MECHULU’L-AYN -
MECHULU’Z-ZAT
Mechulu'l-zat da denir.
Her ikiside ''kendisi mechul'' manasındadır. Rivayette infirad etmesi yüzünden
mechul sayılan ravi'ye denir.
Mechul maddesinde söz konusu
edildiği gibi sadece bir ravinin kendisinden rivayette infirad ettiği; bu
nedenle mechul addedilen raviler üç kısımdır. Mechulu'l-ayn bunlardan
üçüncüsüdür ve tek ravisinden başka hiçbir ravi veya hadis alimi tarafından
bilinmeyen kimsedir.
el-Hatibu'l-Bağdadi'ye
göre mechulu'l-ayn hadis alimlerince bilinmeyen hadisi sadece bir tek ravi
cihetinden bilinen kimsedir. İbn-i Abdilberr de aynı görüştedir. O'na göre de,
kendisinden sadece bir ravi hadis rivayet etmiş kişi hadis alimlerince
mechulu'l-ayn dır.
Mechulu'l-ayn MÜBHEM
hükmünde olup hadis alimlerinin ve fakihlerin cumhuruna göre makbul değildir.

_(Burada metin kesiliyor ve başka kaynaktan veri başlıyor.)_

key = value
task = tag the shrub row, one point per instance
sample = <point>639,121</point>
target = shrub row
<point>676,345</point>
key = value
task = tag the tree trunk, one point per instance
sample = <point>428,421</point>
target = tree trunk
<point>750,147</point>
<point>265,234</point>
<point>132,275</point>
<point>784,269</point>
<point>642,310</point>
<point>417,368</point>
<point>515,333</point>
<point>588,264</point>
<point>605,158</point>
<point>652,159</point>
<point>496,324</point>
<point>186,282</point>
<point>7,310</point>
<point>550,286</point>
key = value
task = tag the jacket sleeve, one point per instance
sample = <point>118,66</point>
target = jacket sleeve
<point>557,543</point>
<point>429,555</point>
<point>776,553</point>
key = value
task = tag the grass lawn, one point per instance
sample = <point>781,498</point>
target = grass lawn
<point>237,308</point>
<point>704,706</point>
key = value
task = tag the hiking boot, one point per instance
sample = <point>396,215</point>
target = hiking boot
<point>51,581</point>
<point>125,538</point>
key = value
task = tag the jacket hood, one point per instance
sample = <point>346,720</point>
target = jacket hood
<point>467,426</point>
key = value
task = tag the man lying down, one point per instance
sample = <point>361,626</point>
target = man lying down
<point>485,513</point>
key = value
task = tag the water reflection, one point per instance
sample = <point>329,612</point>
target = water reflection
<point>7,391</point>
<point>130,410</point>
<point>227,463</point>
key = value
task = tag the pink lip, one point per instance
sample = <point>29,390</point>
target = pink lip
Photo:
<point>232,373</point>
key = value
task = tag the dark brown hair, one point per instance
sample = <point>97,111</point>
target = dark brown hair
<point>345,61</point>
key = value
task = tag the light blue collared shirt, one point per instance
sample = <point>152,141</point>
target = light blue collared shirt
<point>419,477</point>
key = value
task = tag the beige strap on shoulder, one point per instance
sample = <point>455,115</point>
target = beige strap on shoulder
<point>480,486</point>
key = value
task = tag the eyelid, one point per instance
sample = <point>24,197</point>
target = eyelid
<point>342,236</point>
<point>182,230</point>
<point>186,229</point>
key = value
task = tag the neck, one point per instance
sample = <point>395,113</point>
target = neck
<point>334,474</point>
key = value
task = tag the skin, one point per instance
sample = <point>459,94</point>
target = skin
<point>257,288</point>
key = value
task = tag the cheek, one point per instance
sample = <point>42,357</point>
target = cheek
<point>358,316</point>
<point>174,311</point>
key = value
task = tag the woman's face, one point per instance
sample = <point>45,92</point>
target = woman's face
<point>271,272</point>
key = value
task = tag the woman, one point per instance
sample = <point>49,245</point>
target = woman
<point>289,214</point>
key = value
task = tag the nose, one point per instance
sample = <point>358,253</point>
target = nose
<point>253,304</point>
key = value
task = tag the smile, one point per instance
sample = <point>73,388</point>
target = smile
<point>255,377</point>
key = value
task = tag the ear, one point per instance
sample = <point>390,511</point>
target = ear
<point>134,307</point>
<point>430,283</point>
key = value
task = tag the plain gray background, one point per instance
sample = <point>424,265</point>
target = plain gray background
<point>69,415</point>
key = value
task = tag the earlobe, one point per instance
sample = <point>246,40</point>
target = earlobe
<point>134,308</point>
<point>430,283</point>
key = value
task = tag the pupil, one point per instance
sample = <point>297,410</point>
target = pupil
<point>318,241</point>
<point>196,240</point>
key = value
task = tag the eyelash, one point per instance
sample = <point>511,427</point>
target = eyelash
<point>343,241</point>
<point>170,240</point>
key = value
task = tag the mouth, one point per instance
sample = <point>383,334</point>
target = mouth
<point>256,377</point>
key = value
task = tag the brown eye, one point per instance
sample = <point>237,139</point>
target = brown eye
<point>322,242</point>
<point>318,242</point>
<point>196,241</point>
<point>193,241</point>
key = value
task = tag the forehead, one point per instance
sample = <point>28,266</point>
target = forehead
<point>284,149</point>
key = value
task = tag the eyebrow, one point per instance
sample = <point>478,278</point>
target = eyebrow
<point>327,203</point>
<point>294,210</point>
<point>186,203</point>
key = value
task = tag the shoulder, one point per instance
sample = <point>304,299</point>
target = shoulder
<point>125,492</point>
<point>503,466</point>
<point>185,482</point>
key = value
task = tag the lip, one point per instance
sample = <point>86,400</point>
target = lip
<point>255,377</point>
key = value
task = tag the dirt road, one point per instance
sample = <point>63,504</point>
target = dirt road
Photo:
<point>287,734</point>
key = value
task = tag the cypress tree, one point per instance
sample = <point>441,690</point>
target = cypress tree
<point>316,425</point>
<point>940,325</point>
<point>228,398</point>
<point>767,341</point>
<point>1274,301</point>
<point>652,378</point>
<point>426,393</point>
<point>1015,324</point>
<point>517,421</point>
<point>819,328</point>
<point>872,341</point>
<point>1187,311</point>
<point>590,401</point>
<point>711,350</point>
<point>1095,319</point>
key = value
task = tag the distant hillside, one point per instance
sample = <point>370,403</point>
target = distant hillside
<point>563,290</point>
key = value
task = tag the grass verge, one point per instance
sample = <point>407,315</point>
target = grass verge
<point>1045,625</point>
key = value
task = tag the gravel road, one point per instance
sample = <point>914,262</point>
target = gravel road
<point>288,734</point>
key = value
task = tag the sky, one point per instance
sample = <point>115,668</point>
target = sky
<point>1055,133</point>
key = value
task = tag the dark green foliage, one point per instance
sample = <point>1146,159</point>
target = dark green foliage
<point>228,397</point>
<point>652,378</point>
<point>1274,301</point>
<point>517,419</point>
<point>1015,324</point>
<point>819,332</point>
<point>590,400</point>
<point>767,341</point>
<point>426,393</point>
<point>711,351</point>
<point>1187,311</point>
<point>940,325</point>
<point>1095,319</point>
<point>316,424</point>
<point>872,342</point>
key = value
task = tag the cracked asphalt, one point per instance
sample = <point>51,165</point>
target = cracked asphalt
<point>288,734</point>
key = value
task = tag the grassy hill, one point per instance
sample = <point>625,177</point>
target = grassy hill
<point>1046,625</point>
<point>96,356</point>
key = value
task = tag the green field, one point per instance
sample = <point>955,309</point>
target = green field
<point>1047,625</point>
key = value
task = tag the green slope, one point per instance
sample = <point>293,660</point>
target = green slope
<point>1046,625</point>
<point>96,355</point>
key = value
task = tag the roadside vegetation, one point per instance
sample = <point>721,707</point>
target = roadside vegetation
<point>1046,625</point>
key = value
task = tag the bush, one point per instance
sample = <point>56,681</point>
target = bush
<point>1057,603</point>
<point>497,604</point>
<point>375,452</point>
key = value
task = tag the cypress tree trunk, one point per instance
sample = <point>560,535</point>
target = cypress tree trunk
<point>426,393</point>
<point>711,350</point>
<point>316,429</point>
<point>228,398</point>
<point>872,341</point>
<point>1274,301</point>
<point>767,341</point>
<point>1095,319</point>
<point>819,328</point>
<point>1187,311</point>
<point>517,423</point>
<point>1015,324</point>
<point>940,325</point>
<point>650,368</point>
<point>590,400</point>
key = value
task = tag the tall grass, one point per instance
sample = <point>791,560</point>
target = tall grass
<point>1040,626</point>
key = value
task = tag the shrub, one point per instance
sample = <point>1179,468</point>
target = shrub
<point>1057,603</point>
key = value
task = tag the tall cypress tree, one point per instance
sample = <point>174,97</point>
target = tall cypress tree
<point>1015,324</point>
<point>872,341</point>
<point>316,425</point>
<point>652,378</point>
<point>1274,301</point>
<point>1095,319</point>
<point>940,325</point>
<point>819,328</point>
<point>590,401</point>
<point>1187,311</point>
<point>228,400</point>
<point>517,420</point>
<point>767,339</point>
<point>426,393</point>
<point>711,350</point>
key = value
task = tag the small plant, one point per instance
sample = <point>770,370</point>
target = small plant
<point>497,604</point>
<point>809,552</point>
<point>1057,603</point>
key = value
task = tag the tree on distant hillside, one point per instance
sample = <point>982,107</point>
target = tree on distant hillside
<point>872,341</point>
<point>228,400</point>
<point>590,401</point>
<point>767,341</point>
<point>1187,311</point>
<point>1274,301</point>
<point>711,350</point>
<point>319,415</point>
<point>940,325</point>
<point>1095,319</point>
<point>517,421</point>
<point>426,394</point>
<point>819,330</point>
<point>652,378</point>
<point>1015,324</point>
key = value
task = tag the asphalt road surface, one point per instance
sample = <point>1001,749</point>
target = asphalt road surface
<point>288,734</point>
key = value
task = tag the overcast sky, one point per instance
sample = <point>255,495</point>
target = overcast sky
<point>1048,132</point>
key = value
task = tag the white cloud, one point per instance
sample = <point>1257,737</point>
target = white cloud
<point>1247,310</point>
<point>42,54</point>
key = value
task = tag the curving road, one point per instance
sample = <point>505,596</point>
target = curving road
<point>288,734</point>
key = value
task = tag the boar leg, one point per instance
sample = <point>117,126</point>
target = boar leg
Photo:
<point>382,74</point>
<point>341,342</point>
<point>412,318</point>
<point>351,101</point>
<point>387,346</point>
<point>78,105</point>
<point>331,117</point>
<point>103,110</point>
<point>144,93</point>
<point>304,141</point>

Hadisleri alınmaz. Bununla beraber rivayetin kabulü için müslüman olmayı
yeterli görüp bundan başka şart aramayanlara göre mechulu'l-ayn'ın rivayetleri
makbuldür. Bu konuda üçüncü bir görüş daha vardır. Buna göre ise
mechulu'l-ayn'ın rivayetleri eğer Abdurrahman b. Mehdi, Yahya b. Said el-Kattan
gibi sadece adalet sahibi kişilerden rivayet etmekle tanınan bir ravi
kendisinden rivayette infirad etmişse rivayetleri kabul edilir. Kendisinden
rivayette tek kalan ravi bu özellikte değilse mechulu'l-ayn'ın rivayeti kabul
edilmez.
İbn-i Hacer de en doğru
görüş kaydıyla benzer bir görüş ileri sürer. O'na göre machulu'l-ayn'dan
rivayette teferrüd eden ravi cerh veya ta'dil'e ehil birisi ise onun
tezkiyesiyle, değilse onun dışında cerh ve ta'dile ehil olan birinin
tezkiyesiyle mechulu'l-ayn'ın rivayeti kabul edilir. Aksi halde edilmez.